Das Erzählen von Ende der Welt wird schon früh zum Thema mittelalterlicher Erzähltexte. Bereits althochdeutsche Überlieferungszeugen setzen sich damit auseinander (‚Muspilli‘ um 870, Otfrid von Weißenburg frühes 9. Jh.). Das Nachdenken über die Endzeit prägt die gesamte Epoche ‚des‘ Mittelalters (Frau Avas Dichtungen aus dem Ende des 12. Jh., ‚Von Gottes Zukunft‘ aus dem 13./14. Jh., ‚Churer Weltgerichtsspiel‘ von 1517). So finden natürlich epochenspezifische Vorstellungen Eingang in die Texte und erzeugen ein diachron beobachtbares Potpourri von Endzeitdarstellungen. Grundlagen für die literarische Thematisierung sind Passagen des Bibelkanons (Hinweise im Alten Testament, den Evangelien und natürlich der Offenbarung des Johannes), aber auch apokryphes Schrifttum und (lateinische) Bibelkommentare.

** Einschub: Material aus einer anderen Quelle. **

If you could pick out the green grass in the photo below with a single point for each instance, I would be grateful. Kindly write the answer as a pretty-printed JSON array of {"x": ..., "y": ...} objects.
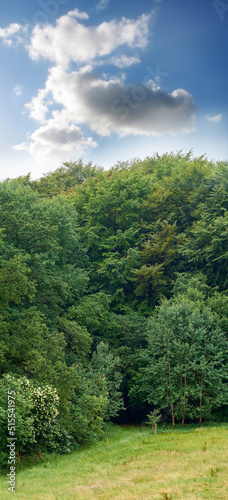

Das Seminar blickt auf die Darstellung und Inszenierung der letzten Tage, des Untergangsgeschehens und des Weltgerichts in Texte unterschiedlicher Gattungen und Entstehungszeiten. Was geschieht, wenn die Welt untergeht? Welche Kriterien führen die Texte für ewiges Leben oder ewigen Tod an und wie sehen die Imaginationen von ‚Himmel‘ und ‚Hölle‘ aus?
Erwartet wird die Bereitschaft sich mit den Texten der älteren Sprachstufen des Deutschen auseinanderzusetzen, aktive Mitarbeit im Seminar und Interesse an den zentralen Themen. Texte und Themen werden in der ersten Sitzung festgelegt; es werden zugleich Hinweise zur Sekundärliteratur gegeben.